The exhibition, “The Critique of Reason: Romantic Art, 1760–1860” — on view at the Yale Art Gallery through July 26 — represents the first time that the two renowned collections have melded together on this scale. On view are more than 300 paintings, watercolors, drawings, prints, sculptures, medals, and photographs from the art museums, as well as a few key loans from the Lewis Walpole Library, and private lenders. Together, these works explore more than a century of Romantic art in Europe and Great Britain.

With the Yale Center for British Art closed through 2015 to complete its building conservation project, a number of its greatest hits have found a temporary home in the gallery’s exhibition galleries, as well as its permanent collection.
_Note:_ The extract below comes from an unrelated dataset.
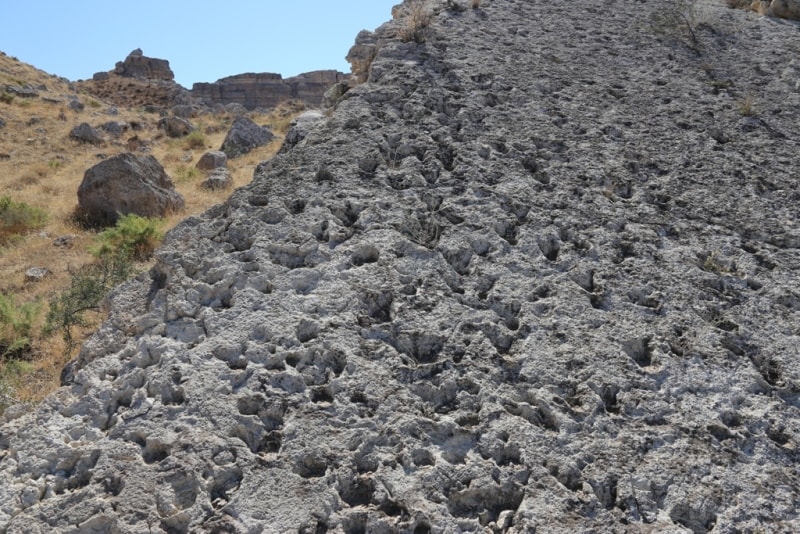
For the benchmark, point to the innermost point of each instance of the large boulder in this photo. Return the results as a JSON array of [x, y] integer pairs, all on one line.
[[244, 136], [125, 184], [175, 126], [137, 65], [218, 180], [85, 133]]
This was a special opportunity for a number of treasures from the Yale Center for British Art’s collections to be placed in conversation with an equal number of treasures from the Yale University Art Gallery,” said Amy Meyers, director of the center. “We’re deeply grateful to the gallery for being our partner in this creative way.”

Yale is home to one of the largest collections of art in the country that is open to the public at no charge.

According to Jock Reynolds, The Henry J. Heinz II Director at the gallery, “Yale’s two great teaching museums offer free daily public admission to their vast collections and to all of their educational programs, and are likely outmatched in this regard only by the many museums that comprise the well federally subsidized Smithsonian Institution of Washington, D.C.”

Over the next few months, visitors to “Critique of Reason,” will have an unprecedented opportunity to see masterworks by Joseph Mallord William Turner hanging opposite those of Giovanni Piranesi, George Stubbs across from Eugène Delacroix, Francisco de Goya across from William Blake, and John Constable alongside Théodore Géricault.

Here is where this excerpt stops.